Once your AMI is changed, your nodes will not switch to the new AMI automatically. You can force this change by recreating you nodes (replace the autoscaling_group_name
and aws_region
in the commands below):
./shell
aws autoscaling start-instance-refresh --auto-scaling-group-name={autoscaling_group_name} --region={aws_region}
To retrieve your autoscaling group name, run:
aws autoscaling describe-auto-scaling-groups --region={region} | jq ".AutoScalingGroups[] | .AutoScalingGroupName"
Couldn't get current server API group list: the server has asked for the client to provide credentials¶
Problem: This error can occur if the kubeconfig-private.yml
is out of sync and you try to run ./kubectl
commands.
E0904 12:42:41.259776 22 memcache.go:265] couldn't get current server API group list: the server has asked for the client to provide credentials
Solution: Remove the kubeconfig-private.yml
file and regenerate it using ./tf init
cd my-cluster/control/
rm ../kubeconfig-private.yml
./tf init
Modify files inside LMS or CMS pod and see changes without redeployment¶
Sometimes, to debug issues in live instances, we need to make changes to files inside the pod and see the changes without redeployment. This can be done in any LMS or CMS pod by following these steps:
- Install an editor in the pod to edit files;
apt-get
does not work due to permission issues. You can use pyvim, a pure Python Vim clone, which is available on GitHub. Runpip install pyvim
to install it. - Edit any file inside the pod, for example,
/openedx/edx-platform/lms/envs/common.py
, using pyvim. - Restart the uwsgi process by running
kill -HUP 1
, then refresh your browser to see the changes live.
Warning
Any changes made to files in a pod will be lost in the next deployment. This method should only be used for debugging issues.
Rolling back helm charts¶
Problem: You might need to do this for example when ./tf apply
is timing out while trying to upgrade a helm chart to a newer version. You might also get messages like Provider produced inconsistent result after apply
or another operation (install/upgrade/rollback) is in progress
. The cluster might be stuck in a broken state, so you would want to rollback the chart to recover it, while you're looking for a solution.
Solution:
TLDR:
cd control/
./helm list -aA
./helm history -n <namespace> <name>
./helm rollback -n <namespace> <name> <revision number>
Navigate to /control
directory of your Grove cluster repo. If you don't have helm
symlink, create it by running ln -s ../grove/wrapper-script.rb helm
.
Then you want to get a list of all releases that are installed - ./helm list -aA
. Most of the time you won't be sure in which namespace the broken/stuck release is in, so it's very important to run the command with the -aA
flag to list ALL installed releases (this is the step that many got stuck before).

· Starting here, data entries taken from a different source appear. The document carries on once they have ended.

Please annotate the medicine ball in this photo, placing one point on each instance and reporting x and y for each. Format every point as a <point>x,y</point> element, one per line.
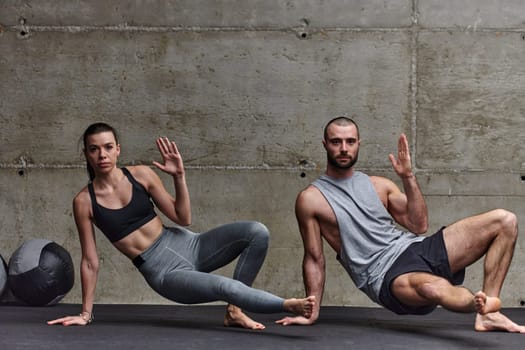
<point>40,272</point>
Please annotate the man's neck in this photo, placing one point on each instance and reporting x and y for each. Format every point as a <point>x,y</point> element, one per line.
<point>338,173</point>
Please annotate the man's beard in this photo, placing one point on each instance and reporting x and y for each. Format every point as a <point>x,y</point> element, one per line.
<point>333,161</point>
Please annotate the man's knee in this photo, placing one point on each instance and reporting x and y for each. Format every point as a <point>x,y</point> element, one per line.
<point>508,222</point>
<point>433,289</point>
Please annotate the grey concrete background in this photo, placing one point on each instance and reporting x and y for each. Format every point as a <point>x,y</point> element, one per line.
<point>245,88</point>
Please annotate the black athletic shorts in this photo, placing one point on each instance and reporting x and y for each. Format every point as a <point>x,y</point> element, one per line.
<point>428,255</point>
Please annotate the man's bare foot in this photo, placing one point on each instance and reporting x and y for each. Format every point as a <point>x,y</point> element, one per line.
<point>236,318</point>
<point>485,304</point>
<point>496,321</point>
<point>302,307</point>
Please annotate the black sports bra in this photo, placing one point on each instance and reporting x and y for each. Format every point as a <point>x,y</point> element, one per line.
<point>118,223</point>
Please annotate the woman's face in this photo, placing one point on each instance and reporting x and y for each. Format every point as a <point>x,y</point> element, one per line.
<point>102,151</point>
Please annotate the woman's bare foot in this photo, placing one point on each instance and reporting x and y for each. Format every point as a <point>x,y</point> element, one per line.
<point>301,307</point>
<point>496,321</point>
<point>485,304</point>
<point>236,318</point>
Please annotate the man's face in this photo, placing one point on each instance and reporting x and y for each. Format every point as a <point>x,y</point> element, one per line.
<point>342,146</point>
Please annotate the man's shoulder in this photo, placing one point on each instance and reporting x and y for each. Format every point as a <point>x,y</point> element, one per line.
<point>310,194</point>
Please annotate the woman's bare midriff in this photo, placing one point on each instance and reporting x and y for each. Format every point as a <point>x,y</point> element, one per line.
<point>139,240</point>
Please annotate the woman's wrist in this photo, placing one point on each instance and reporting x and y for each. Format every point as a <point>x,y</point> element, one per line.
<point>87,316</point>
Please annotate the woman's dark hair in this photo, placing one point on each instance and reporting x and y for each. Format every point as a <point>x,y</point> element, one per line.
<point>93,129</point>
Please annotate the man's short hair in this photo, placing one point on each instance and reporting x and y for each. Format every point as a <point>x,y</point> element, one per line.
<point>341,121</point>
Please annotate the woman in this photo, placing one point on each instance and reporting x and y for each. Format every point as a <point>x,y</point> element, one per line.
<point>174,261</point>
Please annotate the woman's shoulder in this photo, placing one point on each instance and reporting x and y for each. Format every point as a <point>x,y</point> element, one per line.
<point>140,170</point>
<point>82,197</point>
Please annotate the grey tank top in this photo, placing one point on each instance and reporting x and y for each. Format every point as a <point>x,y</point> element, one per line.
<point>370,238</point>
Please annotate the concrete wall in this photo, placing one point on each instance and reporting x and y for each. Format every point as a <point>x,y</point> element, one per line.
<point>245,88</point>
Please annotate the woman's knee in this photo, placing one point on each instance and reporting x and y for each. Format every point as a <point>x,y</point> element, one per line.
<point>259,231</point>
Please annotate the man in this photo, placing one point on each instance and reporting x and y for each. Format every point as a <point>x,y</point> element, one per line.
<point>401,270</point>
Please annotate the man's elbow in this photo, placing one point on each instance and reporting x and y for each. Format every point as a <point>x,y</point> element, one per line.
<point>420,228</point>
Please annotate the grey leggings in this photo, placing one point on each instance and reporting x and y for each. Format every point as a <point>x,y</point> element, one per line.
<point>179,262</point>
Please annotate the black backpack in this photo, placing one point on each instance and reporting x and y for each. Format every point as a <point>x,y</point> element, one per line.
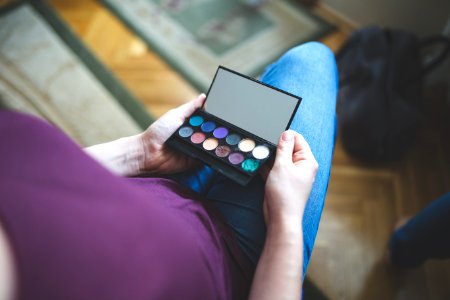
<point>380,95</point>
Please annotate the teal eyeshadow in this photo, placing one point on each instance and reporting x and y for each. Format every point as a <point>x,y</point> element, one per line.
<point>196,120</point>
<point>250,165</point>
<point>186,131</point>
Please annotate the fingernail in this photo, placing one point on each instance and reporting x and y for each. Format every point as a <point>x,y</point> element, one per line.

Look for any releases where status is not deployed
and note their name and namespace. Checking revision, updated date and app version might also be helpful for debugging.
Before rolling back, you would want to see the history of the revisions to see which one is the last healthy one (this is important if you're doing it multiple times and it also might give you a bit more information one where things went wrong). For that you would want to run ./helm history -n <namespace> <name>
.
Lastly, to rollback you would run ./helm rollback -n <namespace> <name> <revision number>
.
Unfortunately, helm doesn't give almost any logs about what went wrong, so you will have to figure it out yourself. Usually, creation/modification/deletion of some resources went wrong, so kubectl get/describe
is your best friend. Look for resources that look stuck and then try to figure out why. Sometimes (although very rarely) the nodes themselves could be stuck, so you might need to terminate them via AWS/DO UI.